Freya. Fuck that noise.
Anyway. After Beloved and I fetched the kids, we went and saw The Jungle Book. Let me tell you - that movie is firkin eye candy. It's gloriously nummy to look at. But I get the feeling that the people making it wanted to make a three-part epic that was closer to the novel.
Disney Corp obviously vetoed that and insisted that they add two of the best-known songs from the animated version that they're obviously trying to retain copyright on... and then they gave those songs to two voice actors (three if you count the kid) who are NOT THAT GREAT AT SINGING.
Bill Murray did manage to hold his own through Bear Necessities, but Christopher "I can be firkin creepy just going across a room" Walken?
Singing sorta chanting I Wanna Be Like You? My Pedo Alert went off. The reprise at the end credits was way better IMO.

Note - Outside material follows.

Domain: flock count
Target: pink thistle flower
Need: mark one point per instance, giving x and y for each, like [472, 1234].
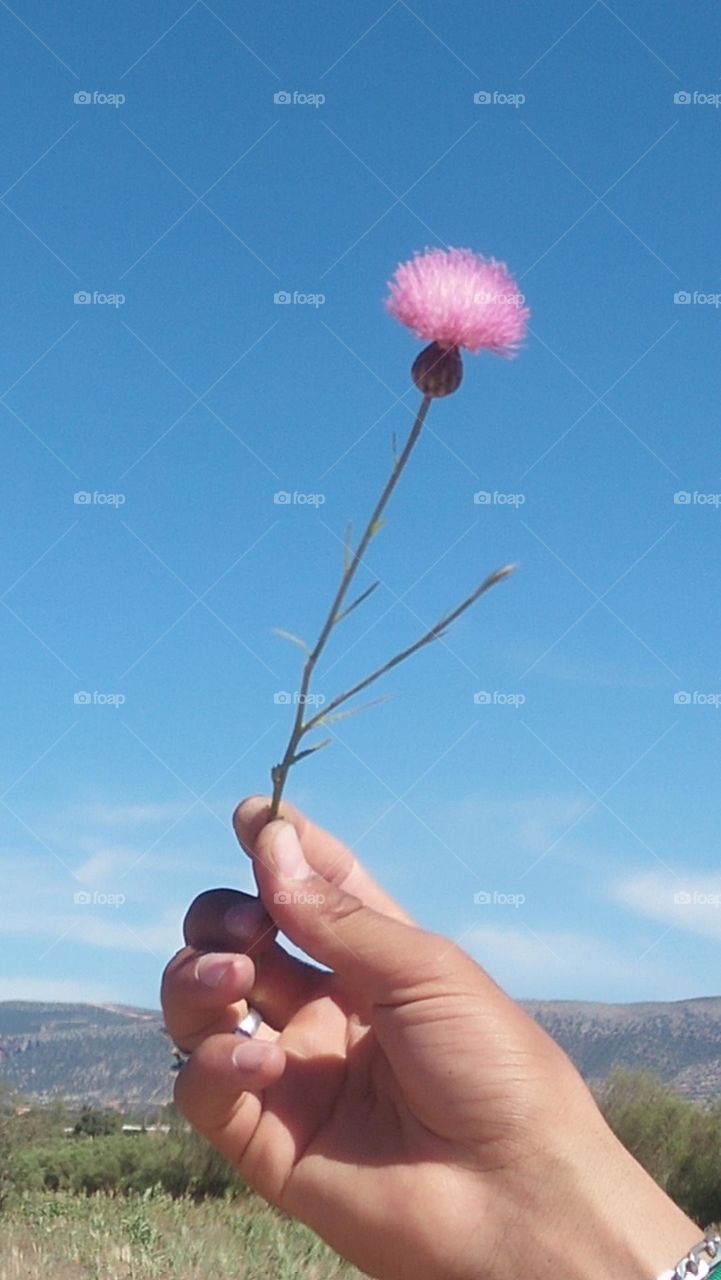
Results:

And since they made King Louis so immense, the animators couldn't do buggerall but have him move his arms around like a second-grade animatronic. Also, I'm pretty firkin certain that gigantopithicines didn't get that big.
Nit, nit, nit, pick, pick, pick.
And today - I'm on the road for an hour to get Tessa to a specialist. And then an hour again getting back.
And tomorrow - o tomorrow... Jabs.
And first thing on Saturday, I'm paddling up to the nearest Aldi's to get that firkin magnifying lamp. If it's everything that I hope it is. And I sincerely hope it is, because I really need that kind of shit. Life is complicated when doing close-work, because doing the thing and then finding my glasses again is a pain in the arse. Especially when the phone rings.
Alas, magnifying lamps are not something one trips over every day. More's the pity.
My dream is to have one I can wrangle to a good height, but I don't know if articulated magnifying lamps even exist. And they're probably WAY more expensive than the ones going at Aldi's. I have to start somewhere.